Dave recalled his collection of experiences in the Alps through this three-pronged heuristic.
The Haute Route is the pinnacle of Alpine touring. The trip from Chamonix, France to Zermatt, Switzerland takes 7 or more days skiing. Along the way you stop at huts, century-old commercial hostels hanging off lithic peaks. The huts on the Haute Route are restocked by helicopter. “The food is better than you would expect.”
Dave has traversed the route 16 times.
“I would do it again in a heartbeat,” he said. “It’s not just ski touring, it’s mountaineering, its experiencing different cultures, it’s epic.”
The Haute Route was first traversed by ski in 1911, and has become by far the most famous touring route in the world.
Dave also spoke of the Ortler Route. Beginning in the German Speaking independent Italian province of Sub Tirol, lost to the allies in World War One, and ending deep in the Italian Alps, the Ortler is a kinder journey than the Haute. It consists of three huts in 6 days. When a skier is not traveling linearly, they “can do whatever they want,” said Dave. Ski a circuit of rapturous backcountry, sauna, enjoy a hot tub, or sit back and drink cappuccinos and beer. The huts are less precarious on the Italian route and are therefore stocked by snow cat.
“The food is better in Italy,” Dave said. He described the ecstasy of a Swiss rosti in an Italian hut, “Hashbrowns with amazing Swiss cheese and an egg.”
The huts provide the essentials. “You want the lightest set-up possible for touring.” A skier only brings what they need for the journey: two-buckle boots, light skis, and a harness and ice axe in case of a glacial rescue. The huts provide everything else.
“Chamonix is the epicenter of ski mountaineering,” said Dave. Mountaineering as a sport began in Chamonix, when in 1786 a bored doctor offered a cash prize to anyone who could summit Mont Blanc. Crazy men in goulashes transversed gorges and glaciers for the prize. Alpinism, and therefore ski mountaineering, found its spirit in those mad men.
Ski mountaineering, now an established sport in the Alps, is not for the timid. On a trip to Chamonix, Dave, not knowing Mont Blanc, followed a French couple down the couloirs. He followed the pair until they decided to get cheeky and jump off of a cliff, skis on, and throw their parachutes.
Dave was perturbed.
“Free riding is what everyone from the US wants to do, but doesn’t know it.” Dave described European free-riding as, “lift-assisted backcountry.” Alagna, Italy is the Mecca of free riding.

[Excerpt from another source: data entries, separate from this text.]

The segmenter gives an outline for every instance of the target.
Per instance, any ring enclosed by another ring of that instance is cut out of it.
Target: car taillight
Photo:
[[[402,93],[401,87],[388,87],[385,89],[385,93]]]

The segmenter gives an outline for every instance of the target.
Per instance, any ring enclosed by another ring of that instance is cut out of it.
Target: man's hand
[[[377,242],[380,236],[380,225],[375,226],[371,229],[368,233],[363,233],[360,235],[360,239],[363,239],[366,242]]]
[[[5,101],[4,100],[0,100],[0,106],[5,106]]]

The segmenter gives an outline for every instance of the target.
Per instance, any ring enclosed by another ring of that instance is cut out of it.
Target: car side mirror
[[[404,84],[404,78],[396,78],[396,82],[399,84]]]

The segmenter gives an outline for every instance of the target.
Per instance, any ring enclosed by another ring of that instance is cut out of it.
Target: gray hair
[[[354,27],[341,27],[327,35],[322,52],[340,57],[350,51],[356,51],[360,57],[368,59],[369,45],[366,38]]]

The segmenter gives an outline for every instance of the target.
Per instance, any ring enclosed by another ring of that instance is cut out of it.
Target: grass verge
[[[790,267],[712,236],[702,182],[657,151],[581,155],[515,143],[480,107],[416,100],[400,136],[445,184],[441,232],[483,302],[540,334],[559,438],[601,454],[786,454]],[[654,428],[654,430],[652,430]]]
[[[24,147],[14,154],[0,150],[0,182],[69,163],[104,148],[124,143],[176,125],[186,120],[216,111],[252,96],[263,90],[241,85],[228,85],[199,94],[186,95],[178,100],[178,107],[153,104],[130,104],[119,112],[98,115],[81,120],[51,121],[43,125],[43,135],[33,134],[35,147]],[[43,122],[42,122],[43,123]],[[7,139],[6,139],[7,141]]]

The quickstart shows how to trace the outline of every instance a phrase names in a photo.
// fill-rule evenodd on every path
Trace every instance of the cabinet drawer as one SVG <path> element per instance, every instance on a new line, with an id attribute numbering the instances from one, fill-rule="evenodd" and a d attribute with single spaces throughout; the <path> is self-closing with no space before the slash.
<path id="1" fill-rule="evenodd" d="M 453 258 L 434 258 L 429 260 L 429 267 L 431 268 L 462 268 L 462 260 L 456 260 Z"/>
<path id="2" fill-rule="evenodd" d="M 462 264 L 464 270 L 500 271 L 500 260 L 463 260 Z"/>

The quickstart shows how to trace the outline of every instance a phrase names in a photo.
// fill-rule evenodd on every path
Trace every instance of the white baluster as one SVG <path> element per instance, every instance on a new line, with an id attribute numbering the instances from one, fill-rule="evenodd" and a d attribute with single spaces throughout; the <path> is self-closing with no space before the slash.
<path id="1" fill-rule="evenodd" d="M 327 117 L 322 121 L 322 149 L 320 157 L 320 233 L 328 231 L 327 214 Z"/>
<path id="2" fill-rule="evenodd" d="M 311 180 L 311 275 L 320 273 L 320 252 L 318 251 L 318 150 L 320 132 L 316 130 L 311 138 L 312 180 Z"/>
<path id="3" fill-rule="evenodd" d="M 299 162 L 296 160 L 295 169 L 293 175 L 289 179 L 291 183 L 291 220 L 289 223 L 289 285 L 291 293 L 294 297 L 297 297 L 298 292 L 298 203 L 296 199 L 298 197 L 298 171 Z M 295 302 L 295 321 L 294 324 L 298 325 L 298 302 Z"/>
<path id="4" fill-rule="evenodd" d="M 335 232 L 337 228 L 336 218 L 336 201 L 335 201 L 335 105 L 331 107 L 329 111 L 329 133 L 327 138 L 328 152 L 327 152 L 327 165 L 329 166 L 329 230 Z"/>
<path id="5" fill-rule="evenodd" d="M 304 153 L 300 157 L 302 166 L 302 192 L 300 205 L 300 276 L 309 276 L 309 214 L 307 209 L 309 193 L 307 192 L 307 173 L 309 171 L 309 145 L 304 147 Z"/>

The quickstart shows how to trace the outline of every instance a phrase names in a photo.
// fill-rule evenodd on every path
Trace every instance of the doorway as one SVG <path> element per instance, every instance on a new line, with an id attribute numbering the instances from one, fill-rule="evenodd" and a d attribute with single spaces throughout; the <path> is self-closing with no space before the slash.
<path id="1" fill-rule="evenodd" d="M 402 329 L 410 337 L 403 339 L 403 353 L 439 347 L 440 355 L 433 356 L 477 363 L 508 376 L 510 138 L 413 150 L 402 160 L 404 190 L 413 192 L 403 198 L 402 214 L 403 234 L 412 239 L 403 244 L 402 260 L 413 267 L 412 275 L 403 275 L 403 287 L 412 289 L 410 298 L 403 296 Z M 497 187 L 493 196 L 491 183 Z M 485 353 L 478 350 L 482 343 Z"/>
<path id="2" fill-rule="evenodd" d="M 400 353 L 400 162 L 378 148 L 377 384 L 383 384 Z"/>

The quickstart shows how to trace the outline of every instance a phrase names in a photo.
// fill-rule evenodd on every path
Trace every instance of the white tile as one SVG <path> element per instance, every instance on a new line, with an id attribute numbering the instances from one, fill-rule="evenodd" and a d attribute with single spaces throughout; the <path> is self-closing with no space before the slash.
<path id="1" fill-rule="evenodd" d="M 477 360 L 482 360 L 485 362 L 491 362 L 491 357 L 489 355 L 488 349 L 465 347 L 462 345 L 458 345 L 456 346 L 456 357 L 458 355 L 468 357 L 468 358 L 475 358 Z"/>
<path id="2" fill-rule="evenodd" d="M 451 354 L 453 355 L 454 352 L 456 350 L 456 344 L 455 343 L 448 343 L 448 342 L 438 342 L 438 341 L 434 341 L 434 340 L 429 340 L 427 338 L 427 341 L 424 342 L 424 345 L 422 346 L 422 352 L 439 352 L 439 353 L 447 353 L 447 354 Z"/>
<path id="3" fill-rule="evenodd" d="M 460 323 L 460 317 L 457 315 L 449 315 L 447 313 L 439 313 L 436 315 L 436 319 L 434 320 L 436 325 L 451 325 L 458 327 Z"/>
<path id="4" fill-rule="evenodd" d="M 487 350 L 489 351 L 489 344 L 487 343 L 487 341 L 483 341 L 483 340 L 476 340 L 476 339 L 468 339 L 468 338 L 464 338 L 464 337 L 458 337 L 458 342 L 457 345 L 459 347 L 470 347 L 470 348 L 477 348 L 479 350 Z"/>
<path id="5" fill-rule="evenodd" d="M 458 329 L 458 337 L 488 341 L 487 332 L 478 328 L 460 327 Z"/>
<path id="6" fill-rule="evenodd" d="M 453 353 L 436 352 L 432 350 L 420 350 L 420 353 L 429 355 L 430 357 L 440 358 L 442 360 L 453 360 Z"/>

“They do not have resorts like we know them,” Dave said. In the Dolomites, there is a ‘resort’ of over 400 lifts from valley to valley, all on the same lift ticket. It costs $60 a day.
Not only is the terrain more expansive in the Alps, it is also less crowded. “When skiing ‘off piste’ [off the marked trails], you can go all day and see no one.” Dave described ‘off piste’ runs that were within sight of a chairlift that no souls dared enter.
“Backcountry in the Alps is something every serious skier must experience.”